Podcast

Erinnerung auf die Ohren

Mit dem Podcast lassen sich auch junge Zielgruppen erreichen. Foto: imago/Westend61

An Frauen und Männer, an Jüdinnen und Nichtjuden, an jederfrau und an jedermann richtet sich das Angebot des Exzellenzclusters »Religion und Politik« und des Instituts für Jüdische Studien der Westfälischen Wilhelms-Universität Münster (WWU). Aus der interdisziplinären Zusammenarbeit sind im Rahmen des Festjahrs »1700 Jahre jüdisches Leben in Deutschland« neun Audiodateien im MP3-Format entstanden, die nach und nach ins Netz gestellten werden.

In dem Podcast »werfen Judaistinnen, Historiker und Theologen Schlaglichter auf jüdisches Leben von der Spätantike bis in die Gegenwart – auf Basis und an Fallbeispielen ihrer eigenen Forschung«, erläutert die Leiterin des Zentrums für Wissenschaftskommunikation des Exzellenzclusters, Viola van Melis. Die Audiodateien können im Netz gestreamt, aber auch heruntergeladen werden.

»Zugehörig oder ausgegrenzt?«, so umschreibt der Titel des Projektes die Spannbreite der Features, die sich mit der langen Geschichte jüdischen Lebens in Deutschland befassen. »Der Podcast ist Teil unseres Forschungstransfers aus den Geistes- und Sozialwissenschaften und richtet sich an eine breite Öffentlichkeit.

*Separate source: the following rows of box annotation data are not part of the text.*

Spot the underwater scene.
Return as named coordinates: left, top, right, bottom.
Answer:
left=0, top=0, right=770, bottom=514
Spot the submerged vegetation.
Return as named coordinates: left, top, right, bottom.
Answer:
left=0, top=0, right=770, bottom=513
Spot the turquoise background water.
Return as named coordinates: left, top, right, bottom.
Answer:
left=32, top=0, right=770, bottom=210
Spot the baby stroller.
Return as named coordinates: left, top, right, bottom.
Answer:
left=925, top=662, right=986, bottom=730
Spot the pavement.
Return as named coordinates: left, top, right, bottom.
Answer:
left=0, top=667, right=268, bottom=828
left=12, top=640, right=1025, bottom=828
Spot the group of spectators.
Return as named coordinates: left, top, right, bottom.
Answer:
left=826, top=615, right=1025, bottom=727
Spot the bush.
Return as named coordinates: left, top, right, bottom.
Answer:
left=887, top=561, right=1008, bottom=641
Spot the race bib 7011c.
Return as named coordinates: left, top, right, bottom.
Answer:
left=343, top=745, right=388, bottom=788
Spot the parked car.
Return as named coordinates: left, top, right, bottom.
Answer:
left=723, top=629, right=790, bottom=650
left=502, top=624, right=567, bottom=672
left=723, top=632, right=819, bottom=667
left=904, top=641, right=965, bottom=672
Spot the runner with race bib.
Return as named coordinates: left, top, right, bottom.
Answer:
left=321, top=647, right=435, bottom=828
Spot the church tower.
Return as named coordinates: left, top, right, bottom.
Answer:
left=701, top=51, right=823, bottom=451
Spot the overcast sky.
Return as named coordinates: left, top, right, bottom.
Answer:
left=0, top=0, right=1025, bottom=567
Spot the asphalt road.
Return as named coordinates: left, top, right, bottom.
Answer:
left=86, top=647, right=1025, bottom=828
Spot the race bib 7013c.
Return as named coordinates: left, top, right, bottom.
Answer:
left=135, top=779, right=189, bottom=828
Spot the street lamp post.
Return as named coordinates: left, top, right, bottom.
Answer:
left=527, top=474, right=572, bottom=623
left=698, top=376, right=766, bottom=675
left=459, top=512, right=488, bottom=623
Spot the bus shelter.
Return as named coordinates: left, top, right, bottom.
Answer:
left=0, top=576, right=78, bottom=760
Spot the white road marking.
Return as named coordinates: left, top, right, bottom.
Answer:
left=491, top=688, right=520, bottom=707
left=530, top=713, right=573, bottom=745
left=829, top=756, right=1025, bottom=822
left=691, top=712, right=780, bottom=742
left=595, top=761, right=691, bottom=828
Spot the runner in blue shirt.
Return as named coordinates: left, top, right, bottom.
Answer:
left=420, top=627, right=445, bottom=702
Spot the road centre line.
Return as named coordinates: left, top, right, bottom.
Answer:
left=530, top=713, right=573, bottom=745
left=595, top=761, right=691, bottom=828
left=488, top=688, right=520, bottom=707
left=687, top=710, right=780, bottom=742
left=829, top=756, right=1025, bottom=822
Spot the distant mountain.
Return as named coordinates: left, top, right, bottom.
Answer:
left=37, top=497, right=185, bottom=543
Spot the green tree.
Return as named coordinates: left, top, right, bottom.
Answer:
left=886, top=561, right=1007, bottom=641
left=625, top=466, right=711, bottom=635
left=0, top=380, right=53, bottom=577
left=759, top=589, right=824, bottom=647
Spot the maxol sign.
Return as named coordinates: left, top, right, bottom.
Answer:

BEITRÄGE Mit dem Format Podcast lassen sich auch junge Zielgruppen wie Studierende und Schülerinnen und Schüler erreichen«, betont van Melis. In den einzelnen Beiträgen der Reihe werden von den neun Autorinnen und Autoren die Entwicklungen, Brüche, Schwierig- und Widrigkeiten jüdischen Lebens, aber auch Ursachen und Hintergründe von Verfolgung nachgezeichnet.

»Die Erinnerung an die eigene Geschichte ist seit jeher Bestandteil jüdischen Lebens«, heißt es zum ersten ins Netz gestellten Beitrag der neuen Reihe. Darin befasst sich der Judaist und evangelische Theologe Lutz Doering, der zum Judentum in der Antike und Spätantike forscht, mit dem ältesten erhalten gebliebenen Dokument, dem Edikt des römischen Kaisers Konstantin an die Kölner Ratsherren aus dem Jahr 321, in dem jüdische Bürger der Stadt erwähnt werden.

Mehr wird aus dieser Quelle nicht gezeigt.